# Man nehme sich vor dem Performaxx-Anlegerbrief in Acht



## serj (19 Februar 2010)

Hab mal wieder was gemeines entdeckt, der Performaxx-Anlegerbrief...
durch ein simples kostenloses Gewinnspiel von bmw hat man die tolle Möglichkeit, den Anlegerbrief anzutesten, 2 Ausgaben lang...
wenn man aber nicht schnell genug kündigt, so wird daraus automatisch ein kostspieliger Vertrag
aber lest selbst



> *Der Anlegerbrief erscheint wöchentlich jeweils Samstag, umfasst ca. 15 Seiten und wird Ihnen per Email im PDF-Format zugestellt. *
> * Downloaden Sie ein ht*p://w*w.performaxx-anlegerbrief.de/downloads/performaxx-anlegerbrief-probeexemplar.pdf. *
> *Probeabonnement
> Das Probeabonnement umfasst 2 Ausgaben. Während des Probeabonnements können Sie den Performaxx-Anlegerbrief vollkommen kosten- und risikenfrei testen.

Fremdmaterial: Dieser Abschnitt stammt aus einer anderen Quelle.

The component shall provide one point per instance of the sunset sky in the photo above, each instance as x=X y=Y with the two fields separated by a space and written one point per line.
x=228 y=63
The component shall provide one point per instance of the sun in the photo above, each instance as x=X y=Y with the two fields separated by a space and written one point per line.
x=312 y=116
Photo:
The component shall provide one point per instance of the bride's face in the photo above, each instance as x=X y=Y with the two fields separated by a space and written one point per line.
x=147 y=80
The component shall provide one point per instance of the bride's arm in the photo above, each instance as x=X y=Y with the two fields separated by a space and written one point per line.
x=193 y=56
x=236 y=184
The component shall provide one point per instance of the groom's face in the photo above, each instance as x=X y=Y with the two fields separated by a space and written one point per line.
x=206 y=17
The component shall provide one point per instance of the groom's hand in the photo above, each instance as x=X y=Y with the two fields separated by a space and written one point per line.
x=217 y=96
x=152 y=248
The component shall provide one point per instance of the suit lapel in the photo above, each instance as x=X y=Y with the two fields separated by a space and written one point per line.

Sollten Sie nicht wünschen, dass Ihr Abonnement nach Ablauf des Probeabonnements automatisch in ein kostenpflichtiges Dauerabonnement umgewandelt wird, haben Sie das Recht, das Abonnement vor Erhalt der dritten Ausgabe schriftlich per Email, Fax oder Post zu widerrufen: *
> ...


da fehlen einem echt die Worte


----------